O binómio jogos/tecnologia é também muito poderoso na luta contra a exclusão social, que se estima que afete mais de 120 milhões de pessoas na Europa. Em particular, é muito eficaz na formação das camadas mais pobres da população e das pessoas em processo de reinserção, sendo em alguns casos a única solução eficaz. Por isso, a gamificação e os jogos sérios estão a captar a atenção de muitos profissionais deste campo, para quem não se apresenta, como alguns poderiam pensar, como um substituto, mas sim como um apoio para que consigam obter melhores resultados com o seu trabalho.

Poverty is not a Game foi concebido para consciencializar os estudantes entre os 14 e os 16 anos para o impacto da pobreza e da exclusão. Kognito, por sua vez, é dirigido a professores universitários, tendo como objetivo ajudá-los a detetar a incidência de problemas mentais entre os seus alunos e a prevenir o suicídio, entre outras coisas. Na mesma linha, a fundação LearnPlay desenvolveu uma série de jogos que apoiam a inclusão na vida social de jovens entre os 18 e os 21 anos sem formação nem emprego. Ainda haverá alguém que duvide do que estes jogos podem fazer por nós?

É óbvio que, para quem precisa de captar a atenção dos jovens e/ou crianças, o recurso a estas técnicas é uma coisa natural.
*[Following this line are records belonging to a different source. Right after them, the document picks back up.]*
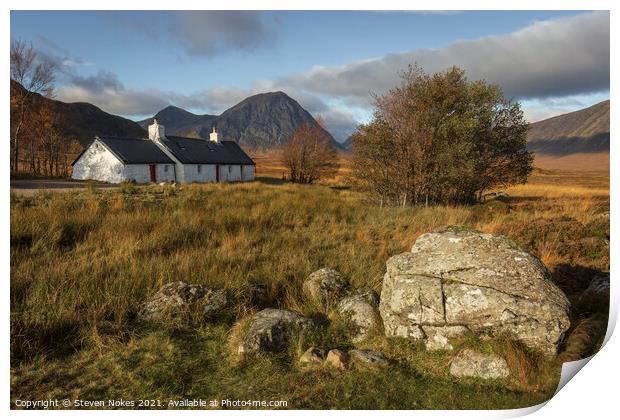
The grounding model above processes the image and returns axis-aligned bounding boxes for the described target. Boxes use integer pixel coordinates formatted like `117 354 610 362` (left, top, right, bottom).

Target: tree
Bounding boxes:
282 123 339 184
11 40 56 171
352 66 532 206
No entanto, não nos iludamos, porque um jogo bem concebido pode também tornar-se uma poderosa ferramenta de marketing, vendas e motivação no mundo dos adultos.

Em 2011, a companhia alemã Volkswagen lançou na China o People’s Car Project, uma inteligente campanha gamificada pensada para atingir um duplo objetivo: fomentar a marca e as vendas. Na campanha, convidavam os cidadãos a desenhar o carro do futuro, claro está, num jogo. O resultado ultrapassou todas as expectativas, já que, num ano, receberam 33 milhões de visitas e nada mais, nada menos do que 119.000 ideias, cada uma dotada de informações preciosíssimas sobre os gostos e preferências deste cobiçado mercado. Quer saber o que aconteceu a todas essas ideias?

De facto, a Volkswagen não hesitou em experimentar algumas delas. Assim, um ano depois, anunciou a sua aposta em três conceitos inovadores inspirados pela sua campanha. Em primeiro lugar, o Hover Car, um excêntrico e futurista dois lugares com zero emissões que se desloca graças a um sistema eletromagnético integrado na estrada. Resumindo, um carro que paira no ar. Em segundo lugar, o Music Car, um veículo equipado com díodos orgânicos emissores de luz cuja cor da carroçaria vai mudando conforme as escolhas musicais do condutor. Para terminar, a Smart Key, uma chave inteligente com apenas nove milímetros de grossura que dispõe de um ecrã tátil de alta resolução que permite aceder a todo o tipo de informação relacionada com o veículo (nível de combustível, condições climatéricas, etc.). Com ela, pode-se controlar o automóvel, em tempo real e de uma perspetiva de altitude, através da transmissão via satélite.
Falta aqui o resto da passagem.